Richard G
Veteran
That’s cool too. Amazing collection you’ve amassed.
And thanks Joe. It’s been a lot of fun.
And thanks Joe. It’s been a lot of fun.
Thanks PF. Sorry to hear bout your experience with this camera. The member I bought from here had photographed the equipment so expertly that it gave me the confidence to go ahead with the purchase. But with the long trip from the US to Australia I did wonder how it would all arrive. He had carefully taped each lens cap on two sides to the filter rim of the lenses. The amount of packing and ballast etc would have made this a safe shipment to Tranquility Base on the Moon I reckon. I was lucky to get such a trouble-free camera.
Here's the Ektar I should have been shooting last night:
Hasselblad 500CM 150mm Sonnar f4 Kodak Ektar 100 by Richard, on Flickr
Thanks. I did get an old unmetered prism finder and use it regularly but it makes the whole rig a lot heavier. The slight abstraction of the waist level finder is a little less seductive than the prism view and shooting low with this or a TLR is part of the magic of what they produce. The prism finder is a necessity to stop calling for a ladder for some shots. Glad to hear such praise for the Sonnar: I’m certainly enjoying what it has to offer.
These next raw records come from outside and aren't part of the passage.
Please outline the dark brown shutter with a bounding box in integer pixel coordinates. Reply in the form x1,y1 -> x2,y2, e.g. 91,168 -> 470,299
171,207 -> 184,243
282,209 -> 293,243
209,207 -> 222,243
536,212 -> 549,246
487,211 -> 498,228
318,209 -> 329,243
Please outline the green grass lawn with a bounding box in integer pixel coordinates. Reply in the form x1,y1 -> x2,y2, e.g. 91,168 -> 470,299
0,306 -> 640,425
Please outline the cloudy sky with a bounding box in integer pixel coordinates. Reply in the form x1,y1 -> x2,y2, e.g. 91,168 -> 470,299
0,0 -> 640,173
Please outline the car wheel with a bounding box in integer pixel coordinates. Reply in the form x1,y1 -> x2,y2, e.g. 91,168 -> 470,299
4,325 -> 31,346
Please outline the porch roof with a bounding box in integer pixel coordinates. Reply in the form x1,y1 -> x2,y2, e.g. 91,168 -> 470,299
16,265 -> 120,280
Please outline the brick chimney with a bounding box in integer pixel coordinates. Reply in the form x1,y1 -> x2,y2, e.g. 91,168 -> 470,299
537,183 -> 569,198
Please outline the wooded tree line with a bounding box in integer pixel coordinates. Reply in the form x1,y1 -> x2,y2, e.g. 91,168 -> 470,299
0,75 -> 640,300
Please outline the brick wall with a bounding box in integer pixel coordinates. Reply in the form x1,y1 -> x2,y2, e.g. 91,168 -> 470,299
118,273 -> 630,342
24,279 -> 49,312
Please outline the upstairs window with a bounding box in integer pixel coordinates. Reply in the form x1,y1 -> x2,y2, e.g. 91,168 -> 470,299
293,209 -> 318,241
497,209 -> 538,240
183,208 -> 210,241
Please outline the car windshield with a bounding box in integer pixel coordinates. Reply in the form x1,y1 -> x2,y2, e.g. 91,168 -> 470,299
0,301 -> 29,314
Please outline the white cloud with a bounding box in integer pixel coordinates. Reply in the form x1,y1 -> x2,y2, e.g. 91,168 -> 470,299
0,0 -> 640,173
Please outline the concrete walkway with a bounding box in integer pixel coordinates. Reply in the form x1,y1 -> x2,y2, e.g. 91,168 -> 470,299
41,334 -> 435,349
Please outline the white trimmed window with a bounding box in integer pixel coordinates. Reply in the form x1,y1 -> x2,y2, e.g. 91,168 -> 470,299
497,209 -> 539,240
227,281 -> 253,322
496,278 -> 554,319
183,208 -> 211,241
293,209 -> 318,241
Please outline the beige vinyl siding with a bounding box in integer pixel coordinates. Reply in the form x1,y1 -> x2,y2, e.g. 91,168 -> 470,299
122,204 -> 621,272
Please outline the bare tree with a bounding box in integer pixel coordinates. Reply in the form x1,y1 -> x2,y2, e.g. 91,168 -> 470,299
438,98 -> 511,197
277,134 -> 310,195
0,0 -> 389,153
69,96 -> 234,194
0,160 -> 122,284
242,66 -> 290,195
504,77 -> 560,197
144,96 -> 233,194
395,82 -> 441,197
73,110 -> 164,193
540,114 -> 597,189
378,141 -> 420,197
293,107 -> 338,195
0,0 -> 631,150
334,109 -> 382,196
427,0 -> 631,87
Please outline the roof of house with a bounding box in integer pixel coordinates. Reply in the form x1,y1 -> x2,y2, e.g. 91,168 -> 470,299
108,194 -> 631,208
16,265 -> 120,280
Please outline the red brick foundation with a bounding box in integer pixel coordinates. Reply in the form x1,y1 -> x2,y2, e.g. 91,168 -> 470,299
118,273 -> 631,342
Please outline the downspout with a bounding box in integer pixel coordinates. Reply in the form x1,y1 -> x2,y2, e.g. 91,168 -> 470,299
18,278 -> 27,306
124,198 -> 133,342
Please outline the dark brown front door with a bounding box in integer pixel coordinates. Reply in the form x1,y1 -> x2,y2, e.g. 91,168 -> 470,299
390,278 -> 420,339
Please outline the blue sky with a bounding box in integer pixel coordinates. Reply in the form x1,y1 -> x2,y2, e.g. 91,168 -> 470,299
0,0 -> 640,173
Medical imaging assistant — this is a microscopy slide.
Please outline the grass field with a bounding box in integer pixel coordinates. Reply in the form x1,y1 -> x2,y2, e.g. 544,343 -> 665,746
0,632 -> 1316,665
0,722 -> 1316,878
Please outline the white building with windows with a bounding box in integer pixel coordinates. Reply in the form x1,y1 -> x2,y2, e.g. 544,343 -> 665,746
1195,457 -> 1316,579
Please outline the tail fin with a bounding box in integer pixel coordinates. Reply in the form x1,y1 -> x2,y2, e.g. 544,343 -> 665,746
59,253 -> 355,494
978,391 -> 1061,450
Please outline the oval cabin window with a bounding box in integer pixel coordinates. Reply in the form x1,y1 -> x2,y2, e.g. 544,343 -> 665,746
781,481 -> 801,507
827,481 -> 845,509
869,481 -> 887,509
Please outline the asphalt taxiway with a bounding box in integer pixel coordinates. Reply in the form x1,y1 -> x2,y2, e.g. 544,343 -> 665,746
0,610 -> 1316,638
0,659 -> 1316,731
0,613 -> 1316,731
I carried four Hasselblads around on weekends for many many years. 95% was handheld, 5% tripod. You can get used to the reverse aspects, but sometimes prism is the best way to go, I have six or eight of them around the studio. I carried 8-10 120 & 220 mags, loading on the fly. Now that I am older, and doing only personal work, I will take out a 500C/M with 80mm lens, waist level finder, or stovepipe; that is my favorite blad finder; you should get one or at least try it.
Enjoy your equipment, remember they made over a hundred accessories for these things. I know 'cause I have 70% of them at my disposal. I have really tried to buy everything cheap-cheap. For instance I wouldn't pay more than five bucks for any Bay50 blad filter. I used to buy piles of them.
Irving Penn had a Rollei with a Hasselblad Stovepipe adapted to fit it.
I always thought that was super cool.
If I ever buy a Rollei (which I have resisted) I would mod it to that in a heartbeat.
Enjoy your Hasselblad Richard!
And my experience differs from what you hear on the internet regarding shutter speed. I haven't found the mirror slap to be a problem. The ka-whumpf is loud, but I'm not convinced it is causing shake problems. I'm the problem. I've been using a 645 with an 80mm lens and the focus length is the challenge to keeping things sharp and not the mirror. If you do things well, like brace the finder against your head and are careful with tripping the shutter, you'll be fine at speeds lower than 1/250th, irrespective of the mirror slap.
Just look at Penn´s book: worlds within a small room. Penn writes a chapter on the book about the camera! He acknowledges the camera as trully ijmportant for those images. I never saw that happen in any other masterfull photo book. I had to have a Rollei because of Penn and made sure to buy a 3.5 because that was the lens he used. Not the big 2.8.